Hening kembali menyapa.

"Oh, ya, Zabuza-san. Aku lupa memperkenalkan diri. Panggil saja aku Haku."

.

.

Haku kembali tersenyum—bahkan kali ini tawa pelan mengalun—ketika alam pikirnya kembali membuka cerita lama tempo hari. Ia tak mungkin melupakan bagaimana wajah merah padam laki-laki itu sesaat setelah ia tersenyum dan mata terbelalaknya begitu Haku menampakkan wajah murungnya.

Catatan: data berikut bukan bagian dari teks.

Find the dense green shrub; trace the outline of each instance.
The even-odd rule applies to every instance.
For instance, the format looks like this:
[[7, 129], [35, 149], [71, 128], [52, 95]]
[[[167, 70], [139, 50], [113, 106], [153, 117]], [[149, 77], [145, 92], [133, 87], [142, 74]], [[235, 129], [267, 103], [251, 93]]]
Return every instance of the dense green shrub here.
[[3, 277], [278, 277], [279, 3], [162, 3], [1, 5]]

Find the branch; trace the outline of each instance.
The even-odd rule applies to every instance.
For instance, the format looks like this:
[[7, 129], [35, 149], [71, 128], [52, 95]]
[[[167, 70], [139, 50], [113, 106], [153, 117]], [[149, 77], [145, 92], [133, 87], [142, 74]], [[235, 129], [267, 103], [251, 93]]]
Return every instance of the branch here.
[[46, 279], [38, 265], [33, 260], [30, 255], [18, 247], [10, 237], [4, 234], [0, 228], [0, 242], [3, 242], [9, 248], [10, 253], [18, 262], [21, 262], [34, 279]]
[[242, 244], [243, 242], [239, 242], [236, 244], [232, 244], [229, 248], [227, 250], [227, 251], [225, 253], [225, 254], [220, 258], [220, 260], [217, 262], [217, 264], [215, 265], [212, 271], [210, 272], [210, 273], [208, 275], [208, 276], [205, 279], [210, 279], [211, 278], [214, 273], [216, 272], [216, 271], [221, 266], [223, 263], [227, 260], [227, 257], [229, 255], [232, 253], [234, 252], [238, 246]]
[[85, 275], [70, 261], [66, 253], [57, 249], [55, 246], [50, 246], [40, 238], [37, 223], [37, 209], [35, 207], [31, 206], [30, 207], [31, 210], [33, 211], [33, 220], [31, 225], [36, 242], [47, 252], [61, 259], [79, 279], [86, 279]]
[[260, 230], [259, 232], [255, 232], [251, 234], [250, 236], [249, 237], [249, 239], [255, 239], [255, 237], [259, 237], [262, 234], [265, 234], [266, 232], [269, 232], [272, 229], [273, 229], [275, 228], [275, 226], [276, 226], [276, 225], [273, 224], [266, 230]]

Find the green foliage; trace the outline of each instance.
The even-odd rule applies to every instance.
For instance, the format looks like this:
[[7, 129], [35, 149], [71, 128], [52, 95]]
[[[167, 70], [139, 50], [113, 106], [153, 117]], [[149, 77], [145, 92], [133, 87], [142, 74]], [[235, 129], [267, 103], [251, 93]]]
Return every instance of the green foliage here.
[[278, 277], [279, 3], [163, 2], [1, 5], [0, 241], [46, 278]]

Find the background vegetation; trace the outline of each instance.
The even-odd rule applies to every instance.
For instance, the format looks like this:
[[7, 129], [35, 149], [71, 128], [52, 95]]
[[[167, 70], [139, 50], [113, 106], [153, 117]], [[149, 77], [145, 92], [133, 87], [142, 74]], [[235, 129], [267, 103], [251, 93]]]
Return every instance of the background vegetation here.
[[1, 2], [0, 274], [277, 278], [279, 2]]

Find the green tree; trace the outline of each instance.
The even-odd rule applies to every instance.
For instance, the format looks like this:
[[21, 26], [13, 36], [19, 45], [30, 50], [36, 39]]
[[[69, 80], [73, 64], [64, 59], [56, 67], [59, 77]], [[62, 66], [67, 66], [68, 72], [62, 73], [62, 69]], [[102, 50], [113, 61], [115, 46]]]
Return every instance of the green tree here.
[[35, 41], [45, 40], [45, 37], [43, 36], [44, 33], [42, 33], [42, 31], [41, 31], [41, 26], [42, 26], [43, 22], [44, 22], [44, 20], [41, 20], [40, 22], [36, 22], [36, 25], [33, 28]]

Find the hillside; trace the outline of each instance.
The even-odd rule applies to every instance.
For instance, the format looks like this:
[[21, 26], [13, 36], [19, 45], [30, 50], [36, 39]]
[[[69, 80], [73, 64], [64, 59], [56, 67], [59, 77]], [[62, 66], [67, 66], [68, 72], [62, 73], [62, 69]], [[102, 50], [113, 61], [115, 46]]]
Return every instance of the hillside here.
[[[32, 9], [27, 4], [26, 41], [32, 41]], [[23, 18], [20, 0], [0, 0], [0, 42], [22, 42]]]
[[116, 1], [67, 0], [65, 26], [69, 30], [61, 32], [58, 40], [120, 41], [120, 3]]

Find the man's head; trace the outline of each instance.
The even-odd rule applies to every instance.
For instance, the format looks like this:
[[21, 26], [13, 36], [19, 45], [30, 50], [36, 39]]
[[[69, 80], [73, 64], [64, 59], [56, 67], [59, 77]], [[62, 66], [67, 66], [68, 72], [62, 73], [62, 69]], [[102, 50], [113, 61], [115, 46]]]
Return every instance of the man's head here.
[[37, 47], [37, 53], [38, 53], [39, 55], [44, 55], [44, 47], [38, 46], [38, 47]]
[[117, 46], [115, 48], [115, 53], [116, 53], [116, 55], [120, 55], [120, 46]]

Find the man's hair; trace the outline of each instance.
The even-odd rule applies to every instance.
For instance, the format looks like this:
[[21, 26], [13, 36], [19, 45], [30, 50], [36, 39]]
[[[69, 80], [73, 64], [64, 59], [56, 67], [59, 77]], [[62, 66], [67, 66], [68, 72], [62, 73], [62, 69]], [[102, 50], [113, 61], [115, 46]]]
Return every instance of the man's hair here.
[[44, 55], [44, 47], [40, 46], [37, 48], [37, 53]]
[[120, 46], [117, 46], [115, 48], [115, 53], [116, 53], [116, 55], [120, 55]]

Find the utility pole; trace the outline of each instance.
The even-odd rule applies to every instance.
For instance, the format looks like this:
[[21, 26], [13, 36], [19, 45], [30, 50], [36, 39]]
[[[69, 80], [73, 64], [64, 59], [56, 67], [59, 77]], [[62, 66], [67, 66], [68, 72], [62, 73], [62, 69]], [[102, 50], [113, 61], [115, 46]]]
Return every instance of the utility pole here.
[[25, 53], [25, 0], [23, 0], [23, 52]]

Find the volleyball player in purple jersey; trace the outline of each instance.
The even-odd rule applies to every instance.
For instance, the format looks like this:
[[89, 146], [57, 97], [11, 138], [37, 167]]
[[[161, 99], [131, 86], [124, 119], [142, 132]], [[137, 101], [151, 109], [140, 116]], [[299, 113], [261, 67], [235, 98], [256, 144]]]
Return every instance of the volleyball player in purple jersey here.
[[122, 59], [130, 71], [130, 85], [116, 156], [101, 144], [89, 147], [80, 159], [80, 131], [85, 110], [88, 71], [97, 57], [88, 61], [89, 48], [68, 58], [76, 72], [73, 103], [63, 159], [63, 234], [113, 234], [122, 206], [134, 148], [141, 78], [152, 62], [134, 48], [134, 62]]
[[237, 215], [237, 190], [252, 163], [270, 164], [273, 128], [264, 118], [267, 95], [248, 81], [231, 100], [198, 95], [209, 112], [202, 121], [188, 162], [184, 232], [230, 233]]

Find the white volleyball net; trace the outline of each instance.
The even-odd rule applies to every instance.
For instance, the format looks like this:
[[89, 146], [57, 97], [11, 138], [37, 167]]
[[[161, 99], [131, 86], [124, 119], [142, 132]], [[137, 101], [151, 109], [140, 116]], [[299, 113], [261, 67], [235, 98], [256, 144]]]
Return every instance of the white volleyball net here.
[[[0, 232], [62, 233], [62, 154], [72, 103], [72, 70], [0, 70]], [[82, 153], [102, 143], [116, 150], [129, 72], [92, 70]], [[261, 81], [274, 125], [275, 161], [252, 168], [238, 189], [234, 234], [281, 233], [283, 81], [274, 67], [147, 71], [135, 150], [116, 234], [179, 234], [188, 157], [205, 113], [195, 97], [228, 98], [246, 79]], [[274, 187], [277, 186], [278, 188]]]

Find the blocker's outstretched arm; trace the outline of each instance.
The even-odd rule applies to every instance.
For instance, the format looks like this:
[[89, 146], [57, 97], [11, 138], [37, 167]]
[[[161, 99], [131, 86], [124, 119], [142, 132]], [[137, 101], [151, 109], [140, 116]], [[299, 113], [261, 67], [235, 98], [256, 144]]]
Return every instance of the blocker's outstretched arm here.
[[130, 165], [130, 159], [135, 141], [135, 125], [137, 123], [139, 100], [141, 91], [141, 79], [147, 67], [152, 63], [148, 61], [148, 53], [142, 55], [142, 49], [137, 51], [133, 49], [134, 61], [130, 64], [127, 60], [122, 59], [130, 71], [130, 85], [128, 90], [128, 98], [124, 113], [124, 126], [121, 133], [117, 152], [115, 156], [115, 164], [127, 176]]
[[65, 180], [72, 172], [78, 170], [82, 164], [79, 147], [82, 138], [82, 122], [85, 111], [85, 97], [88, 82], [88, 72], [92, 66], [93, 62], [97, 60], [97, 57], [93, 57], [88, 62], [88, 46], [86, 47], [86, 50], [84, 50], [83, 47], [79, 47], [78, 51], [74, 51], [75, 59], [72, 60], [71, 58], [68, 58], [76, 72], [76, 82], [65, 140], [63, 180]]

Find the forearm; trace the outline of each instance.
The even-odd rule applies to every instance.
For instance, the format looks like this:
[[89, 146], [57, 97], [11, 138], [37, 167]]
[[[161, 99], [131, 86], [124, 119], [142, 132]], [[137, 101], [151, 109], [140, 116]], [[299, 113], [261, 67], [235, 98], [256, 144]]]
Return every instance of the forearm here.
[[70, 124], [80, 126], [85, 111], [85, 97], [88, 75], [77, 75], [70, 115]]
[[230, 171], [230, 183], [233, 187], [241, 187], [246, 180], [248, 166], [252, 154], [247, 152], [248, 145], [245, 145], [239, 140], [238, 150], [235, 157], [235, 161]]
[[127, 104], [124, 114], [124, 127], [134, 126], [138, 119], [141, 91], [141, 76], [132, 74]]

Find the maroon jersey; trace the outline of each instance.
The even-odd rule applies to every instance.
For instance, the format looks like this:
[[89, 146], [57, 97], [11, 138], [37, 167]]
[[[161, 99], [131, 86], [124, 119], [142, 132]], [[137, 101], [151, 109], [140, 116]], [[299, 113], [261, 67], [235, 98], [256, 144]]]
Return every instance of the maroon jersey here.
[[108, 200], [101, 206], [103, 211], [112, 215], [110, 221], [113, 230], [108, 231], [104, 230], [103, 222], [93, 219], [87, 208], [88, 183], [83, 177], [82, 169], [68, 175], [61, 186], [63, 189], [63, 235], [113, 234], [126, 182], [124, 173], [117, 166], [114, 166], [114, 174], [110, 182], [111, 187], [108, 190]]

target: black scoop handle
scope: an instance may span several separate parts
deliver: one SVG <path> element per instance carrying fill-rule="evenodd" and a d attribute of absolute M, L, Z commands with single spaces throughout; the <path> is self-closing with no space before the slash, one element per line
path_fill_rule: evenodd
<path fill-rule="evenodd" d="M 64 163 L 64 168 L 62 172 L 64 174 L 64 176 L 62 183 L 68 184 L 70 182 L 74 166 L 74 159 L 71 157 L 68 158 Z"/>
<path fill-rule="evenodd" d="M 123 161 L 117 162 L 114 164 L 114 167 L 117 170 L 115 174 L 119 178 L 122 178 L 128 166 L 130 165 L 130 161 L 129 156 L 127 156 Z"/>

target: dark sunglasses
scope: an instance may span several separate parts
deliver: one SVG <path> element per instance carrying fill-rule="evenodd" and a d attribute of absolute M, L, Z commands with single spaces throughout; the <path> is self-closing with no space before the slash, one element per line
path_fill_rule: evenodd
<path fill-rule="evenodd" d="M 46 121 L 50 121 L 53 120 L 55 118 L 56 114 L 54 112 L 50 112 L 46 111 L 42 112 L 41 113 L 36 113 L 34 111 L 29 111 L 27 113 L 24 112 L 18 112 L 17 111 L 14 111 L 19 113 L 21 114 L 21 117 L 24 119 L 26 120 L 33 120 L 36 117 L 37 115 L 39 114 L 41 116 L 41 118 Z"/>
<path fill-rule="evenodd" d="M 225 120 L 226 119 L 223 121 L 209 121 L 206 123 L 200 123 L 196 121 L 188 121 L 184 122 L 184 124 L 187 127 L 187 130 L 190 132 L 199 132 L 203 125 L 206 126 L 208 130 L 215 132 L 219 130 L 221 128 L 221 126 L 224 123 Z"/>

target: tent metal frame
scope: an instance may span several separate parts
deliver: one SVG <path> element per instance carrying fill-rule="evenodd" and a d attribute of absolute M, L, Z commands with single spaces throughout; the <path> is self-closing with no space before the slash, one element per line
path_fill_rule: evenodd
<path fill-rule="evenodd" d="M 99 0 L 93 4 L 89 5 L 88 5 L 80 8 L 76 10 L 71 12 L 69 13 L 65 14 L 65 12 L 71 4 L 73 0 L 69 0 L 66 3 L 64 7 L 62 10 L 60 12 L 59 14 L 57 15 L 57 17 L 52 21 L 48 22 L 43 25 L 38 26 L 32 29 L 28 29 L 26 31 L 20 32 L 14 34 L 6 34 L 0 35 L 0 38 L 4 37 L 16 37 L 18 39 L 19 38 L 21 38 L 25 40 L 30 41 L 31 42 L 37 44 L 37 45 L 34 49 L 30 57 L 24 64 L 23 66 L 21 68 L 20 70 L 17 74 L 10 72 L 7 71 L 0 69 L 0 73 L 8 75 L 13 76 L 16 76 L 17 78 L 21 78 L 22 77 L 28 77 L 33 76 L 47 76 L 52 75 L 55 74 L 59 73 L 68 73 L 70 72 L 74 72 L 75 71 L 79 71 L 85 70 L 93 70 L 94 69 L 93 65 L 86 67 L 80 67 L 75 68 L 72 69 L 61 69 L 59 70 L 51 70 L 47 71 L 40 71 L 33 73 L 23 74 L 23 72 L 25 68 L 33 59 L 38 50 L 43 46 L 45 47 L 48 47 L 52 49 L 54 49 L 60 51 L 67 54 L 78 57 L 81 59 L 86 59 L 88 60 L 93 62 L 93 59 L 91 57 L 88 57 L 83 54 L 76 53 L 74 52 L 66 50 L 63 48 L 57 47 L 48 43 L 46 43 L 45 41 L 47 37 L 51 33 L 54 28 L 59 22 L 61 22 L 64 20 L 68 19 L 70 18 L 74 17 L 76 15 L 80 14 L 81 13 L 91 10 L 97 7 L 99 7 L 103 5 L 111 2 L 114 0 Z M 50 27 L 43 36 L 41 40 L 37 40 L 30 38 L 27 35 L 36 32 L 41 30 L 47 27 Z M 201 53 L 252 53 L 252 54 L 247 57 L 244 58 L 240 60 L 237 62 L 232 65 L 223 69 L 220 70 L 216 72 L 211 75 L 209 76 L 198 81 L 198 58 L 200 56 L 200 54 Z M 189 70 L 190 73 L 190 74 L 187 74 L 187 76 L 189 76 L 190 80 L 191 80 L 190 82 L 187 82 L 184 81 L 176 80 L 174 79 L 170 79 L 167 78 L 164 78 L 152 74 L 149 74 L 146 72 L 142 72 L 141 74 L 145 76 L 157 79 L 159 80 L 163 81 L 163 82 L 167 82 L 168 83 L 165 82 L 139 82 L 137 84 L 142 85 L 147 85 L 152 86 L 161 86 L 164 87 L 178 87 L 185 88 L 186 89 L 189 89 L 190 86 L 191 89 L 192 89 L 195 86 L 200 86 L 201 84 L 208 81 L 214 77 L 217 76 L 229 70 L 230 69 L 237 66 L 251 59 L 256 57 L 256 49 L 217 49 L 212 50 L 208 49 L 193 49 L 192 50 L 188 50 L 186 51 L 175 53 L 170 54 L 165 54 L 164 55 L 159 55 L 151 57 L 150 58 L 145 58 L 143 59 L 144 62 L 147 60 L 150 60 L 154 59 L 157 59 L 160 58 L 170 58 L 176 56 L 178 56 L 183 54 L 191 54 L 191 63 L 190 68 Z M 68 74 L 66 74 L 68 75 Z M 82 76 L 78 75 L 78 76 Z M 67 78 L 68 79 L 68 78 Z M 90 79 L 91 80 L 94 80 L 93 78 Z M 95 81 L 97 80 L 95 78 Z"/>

Bagaimana pun, laki-laki yang ditemuinya saat salju mulai turun di depan kedainya sendiri itu adalah orang yang begitu mudah ditebak, pula terkesan dingin bagi siapapun yang tidak mengenalnya. Jika Haku boleh menambahkan, bahkan laki-laki itu disebut 'seram' dan 'sangar' oleh pengunjung lain yang melihatnya memasuki kedai sehari setelah kejadian itu. Ah, bukan hanya pengunjung pada saat itu, tapi juga pelanggan setelahnya hingga saat ini, dan membuat suasana hangat kedai tersebut senyap seketika; pelanggan-pelanggan imutnya seperti Sakura akan menelengkan kepala penasaran, semenara Ino akan 'mengkerut' dan bahkan bersembunyi di balik bahu Tenten yang cuek, dan Hinata akan berkeringat dingin, menyangka seorang yakuza tengah meminta uang keamanan dari Haku.

Haku tahu benar, karena saat pertama kali itu ia juga sama terkejutnya dengan pelanggan lainnya. Zabuza muncul, lengkap dengan setelan jas dan celana hitam beserta long coat bernada serupa (yang menurut orang awam menyeramkan), dengan kikuk menuju meja baristanya, kemudian duduk tenang. Merasa tak terlalu terkejut lagi setelah melihat tingkah kikuknya yang menurut Haku sangat lucu, ia pun membuka suara.

"Anda ingin pesan apa, Zabuza-san?" nada profesionalitas terkandung dalam kalimatnya.

"Tolong...kopi hitamnya saja."

Haku tersenyum kembali mendengar pesanan pelanggannya. Ia mengangguk, dan segera menyiapkan secangkir kopi hitam, kemudian meletakkannya di depan Zabuza, tak lupa mengambil tempat gula, susu, dan krim yang sudah dipilahnya meski ia tahu tipe-tipe pelanggan seperti Zabuza tidak akan menambahkan apapun selain sesendok gula ke dalam kopinya. Melihat tak ada lagi service yang kurang, Haku pun mengundurkan diri. Namun rupanya laki-laki itu memang ingin berbicara seperti yang ia duga, mengenai pertolongan yang berikan Haku kemarin.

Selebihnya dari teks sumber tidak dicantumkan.